An object is dropped from a height of 49 meters. The object takes 3.2s to hit the ground. The final velocity of the object when it hits the ground is -31 m/s
d = -(1/2) g t^2
-49 = -(1/2)(9.8)t^2
t^2 = 10
t = 3.16 seconds
v = -gt = -9.8*3.16 = -31 m/s
Well, I must say that object really knows how to make a grand entrance! It's like it's auditioning for a stunt double in an action movie. Dropping from a height of 49 meters and reaching a final velocity of -31 m/s in just 3.2 seconds? That's pretty impressive! It sounds like this object is in a bit of a hurry to get to the ground. Just hope it doesn't miss its mark and land on someone's foot!
To find the initial velocity of the object, we can use the equation of motion for a falling object.

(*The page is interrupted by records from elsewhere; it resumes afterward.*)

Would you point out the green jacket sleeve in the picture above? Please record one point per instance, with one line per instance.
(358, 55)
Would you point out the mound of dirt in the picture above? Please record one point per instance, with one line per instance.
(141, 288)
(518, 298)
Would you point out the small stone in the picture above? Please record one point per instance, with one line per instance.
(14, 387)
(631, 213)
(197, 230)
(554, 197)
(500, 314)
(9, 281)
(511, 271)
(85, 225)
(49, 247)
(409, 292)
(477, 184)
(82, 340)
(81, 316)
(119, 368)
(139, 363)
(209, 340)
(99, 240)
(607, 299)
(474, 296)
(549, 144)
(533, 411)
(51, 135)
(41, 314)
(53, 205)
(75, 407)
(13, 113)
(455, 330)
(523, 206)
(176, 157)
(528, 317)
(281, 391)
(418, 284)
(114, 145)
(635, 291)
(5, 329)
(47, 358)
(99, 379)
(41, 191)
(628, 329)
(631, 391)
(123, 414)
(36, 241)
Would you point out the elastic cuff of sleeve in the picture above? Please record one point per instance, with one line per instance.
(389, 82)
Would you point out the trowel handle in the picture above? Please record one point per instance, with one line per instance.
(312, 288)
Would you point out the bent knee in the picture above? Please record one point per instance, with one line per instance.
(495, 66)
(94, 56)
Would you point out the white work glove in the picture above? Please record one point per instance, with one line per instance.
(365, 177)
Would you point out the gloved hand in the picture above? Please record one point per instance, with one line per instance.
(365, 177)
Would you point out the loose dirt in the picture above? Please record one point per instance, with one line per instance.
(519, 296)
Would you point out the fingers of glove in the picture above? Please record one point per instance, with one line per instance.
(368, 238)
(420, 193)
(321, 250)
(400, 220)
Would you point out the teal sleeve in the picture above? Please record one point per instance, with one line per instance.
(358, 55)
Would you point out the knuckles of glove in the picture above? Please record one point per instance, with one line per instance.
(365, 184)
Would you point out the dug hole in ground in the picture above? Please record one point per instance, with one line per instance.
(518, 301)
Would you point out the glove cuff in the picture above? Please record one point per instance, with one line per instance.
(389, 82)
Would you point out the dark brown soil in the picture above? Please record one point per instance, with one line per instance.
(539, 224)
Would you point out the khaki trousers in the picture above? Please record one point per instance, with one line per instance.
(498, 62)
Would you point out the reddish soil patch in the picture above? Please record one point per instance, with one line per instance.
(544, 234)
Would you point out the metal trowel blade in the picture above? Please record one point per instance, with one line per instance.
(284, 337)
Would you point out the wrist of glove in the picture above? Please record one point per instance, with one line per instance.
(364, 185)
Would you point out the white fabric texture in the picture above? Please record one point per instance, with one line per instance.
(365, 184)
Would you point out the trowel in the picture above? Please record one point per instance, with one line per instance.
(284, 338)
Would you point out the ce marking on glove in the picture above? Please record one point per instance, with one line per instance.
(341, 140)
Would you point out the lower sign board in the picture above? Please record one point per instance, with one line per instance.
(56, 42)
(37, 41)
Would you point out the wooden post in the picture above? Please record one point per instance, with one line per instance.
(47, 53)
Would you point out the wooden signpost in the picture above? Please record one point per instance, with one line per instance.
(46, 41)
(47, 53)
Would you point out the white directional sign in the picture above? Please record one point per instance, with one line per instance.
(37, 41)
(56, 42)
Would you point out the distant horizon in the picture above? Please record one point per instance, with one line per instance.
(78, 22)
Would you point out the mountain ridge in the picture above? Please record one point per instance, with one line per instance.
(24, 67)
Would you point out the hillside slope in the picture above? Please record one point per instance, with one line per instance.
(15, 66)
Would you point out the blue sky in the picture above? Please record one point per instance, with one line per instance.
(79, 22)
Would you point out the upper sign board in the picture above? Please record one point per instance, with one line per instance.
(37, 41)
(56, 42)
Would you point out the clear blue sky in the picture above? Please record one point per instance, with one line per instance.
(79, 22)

The equation is given by:
s = ut + (1/2)gt^2
Where:
- s is the distance traveled (in this case, the height) (49 meters)
- u is the initial velocity of the object (which we need to find)

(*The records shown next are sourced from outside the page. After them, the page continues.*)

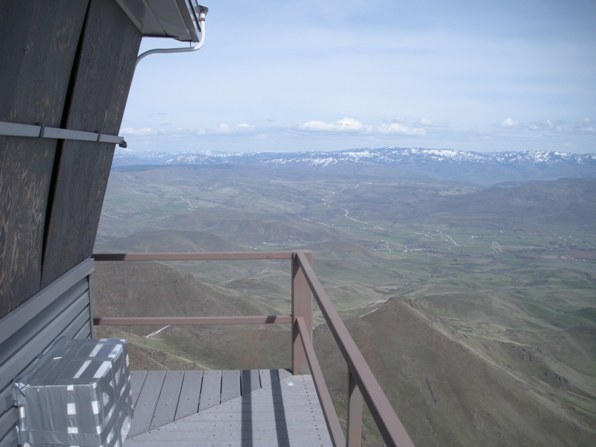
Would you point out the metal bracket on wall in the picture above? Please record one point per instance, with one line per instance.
(41, 131)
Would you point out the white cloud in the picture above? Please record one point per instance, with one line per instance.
(343, 125)
(400, 129)
(352, 125)
(509, 123)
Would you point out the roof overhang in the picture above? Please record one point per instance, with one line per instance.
(178, 19)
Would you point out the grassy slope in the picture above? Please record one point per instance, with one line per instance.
(501, 279)
(444, 393)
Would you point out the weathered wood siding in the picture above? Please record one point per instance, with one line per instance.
(61, 309)
(108, 50)
(63, 63)
(38, 45)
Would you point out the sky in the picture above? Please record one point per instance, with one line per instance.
(286, 76)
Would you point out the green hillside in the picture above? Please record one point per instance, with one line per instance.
(488, 292)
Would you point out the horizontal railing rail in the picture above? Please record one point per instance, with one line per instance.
(362, 384)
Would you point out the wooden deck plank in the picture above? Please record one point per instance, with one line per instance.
(168, 399)
(287, 413)
(189, 395)
(147, 402)
(210, 390)
(249, 381)
(230, 385)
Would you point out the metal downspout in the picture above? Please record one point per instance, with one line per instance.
(197, 46)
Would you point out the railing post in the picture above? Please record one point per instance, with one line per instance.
(301, 307)
(354, 413)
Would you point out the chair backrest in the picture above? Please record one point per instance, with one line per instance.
(60, 309)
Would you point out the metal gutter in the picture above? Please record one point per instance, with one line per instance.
(197, 46)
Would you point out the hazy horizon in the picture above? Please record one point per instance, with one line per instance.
(334, 75)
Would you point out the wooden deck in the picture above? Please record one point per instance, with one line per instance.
(225, 408)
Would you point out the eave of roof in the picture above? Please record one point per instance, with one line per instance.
(178, 19)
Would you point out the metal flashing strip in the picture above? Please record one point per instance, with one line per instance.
(41, 131)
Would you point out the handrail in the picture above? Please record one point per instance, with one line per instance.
(390, 426)
(212, 256)
(362, 384)
(337, 435)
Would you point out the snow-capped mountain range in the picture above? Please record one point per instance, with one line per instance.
(480, 167)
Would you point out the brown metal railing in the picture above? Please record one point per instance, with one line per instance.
(362, 384)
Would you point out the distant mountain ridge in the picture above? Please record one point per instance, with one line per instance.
(447, 164)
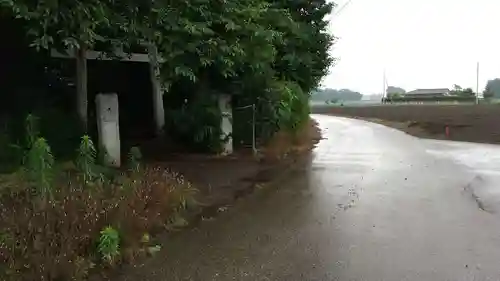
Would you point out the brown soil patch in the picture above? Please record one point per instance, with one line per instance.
(473, 123)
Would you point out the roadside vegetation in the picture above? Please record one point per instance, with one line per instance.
(63, 215)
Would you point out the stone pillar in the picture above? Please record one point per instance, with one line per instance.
(154, 70)
(226, 124)
(108, 128)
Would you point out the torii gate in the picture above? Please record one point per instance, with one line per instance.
(82, 56)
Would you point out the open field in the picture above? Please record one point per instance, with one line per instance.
(474, 123)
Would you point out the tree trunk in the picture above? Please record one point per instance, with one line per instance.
(81, 87)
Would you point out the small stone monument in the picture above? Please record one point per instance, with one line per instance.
(108, 127)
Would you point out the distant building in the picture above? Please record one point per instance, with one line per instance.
(429, 93)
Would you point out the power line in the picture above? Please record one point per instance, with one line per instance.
(342, 8)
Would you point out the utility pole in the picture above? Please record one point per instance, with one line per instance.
(477, 83)
(384, 89)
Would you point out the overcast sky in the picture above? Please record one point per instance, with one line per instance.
(420, 43)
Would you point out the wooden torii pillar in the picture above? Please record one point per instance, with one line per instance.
(82, 55)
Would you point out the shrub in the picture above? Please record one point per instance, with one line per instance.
(69, 235)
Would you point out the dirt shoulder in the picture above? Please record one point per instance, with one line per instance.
(472, 123)
(222, 181)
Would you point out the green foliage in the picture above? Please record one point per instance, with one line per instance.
(492, 89)
(196, 124)
(39, 166)
(32, 130)
(134, 158)
(239, 47)
(109, 244)
(86, 159)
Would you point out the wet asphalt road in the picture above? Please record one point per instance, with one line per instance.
(372, 204)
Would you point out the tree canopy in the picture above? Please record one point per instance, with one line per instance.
(272, 53)
(492, 89)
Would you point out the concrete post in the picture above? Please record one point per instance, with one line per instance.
(108, 128)
(154, 69)
(226, 124)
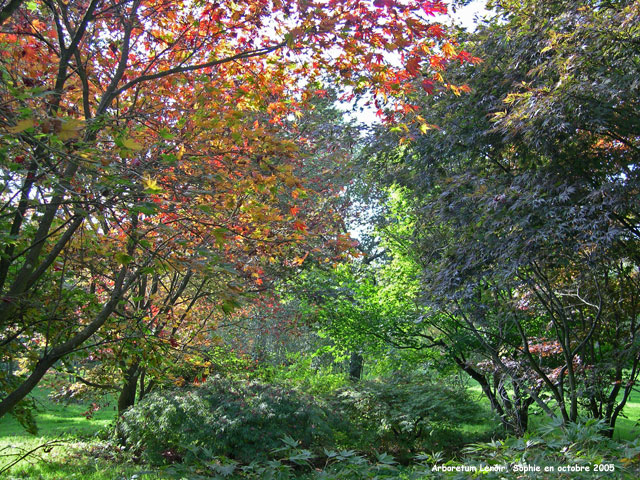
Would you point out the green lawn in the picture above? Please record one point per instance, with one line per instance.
(75, 436)
(627, 427)
(82, 453)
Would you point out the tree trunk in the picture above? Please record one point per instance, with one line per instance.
(127, 396)
(356, 363)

- g is the acceleration due to gravity (-9.8 m/s^2)
- t is the time taken (3.2 seconds)
Rearranging the equation to solve for u, we get:
u = (s - (1/2)gt^2)/t
Substituting the given values, we have:
u = (49 - (1/2)(-9.8)(3.2^2))/3.2
Calculating the denominator first, we have:
(1/2)(-9.8)(3.2^2) = -1/2 * 9.8 * 10.24 = -49 * 10.24 = -502.76
Substituting this in the numerator, we have:
u = (49 - (-502.76))/3.2
= (49+502.76)/3.2
= 551.76/3.2
= 172.425
Therefore, the initial velocity of the object is approximately 172.425 m/s.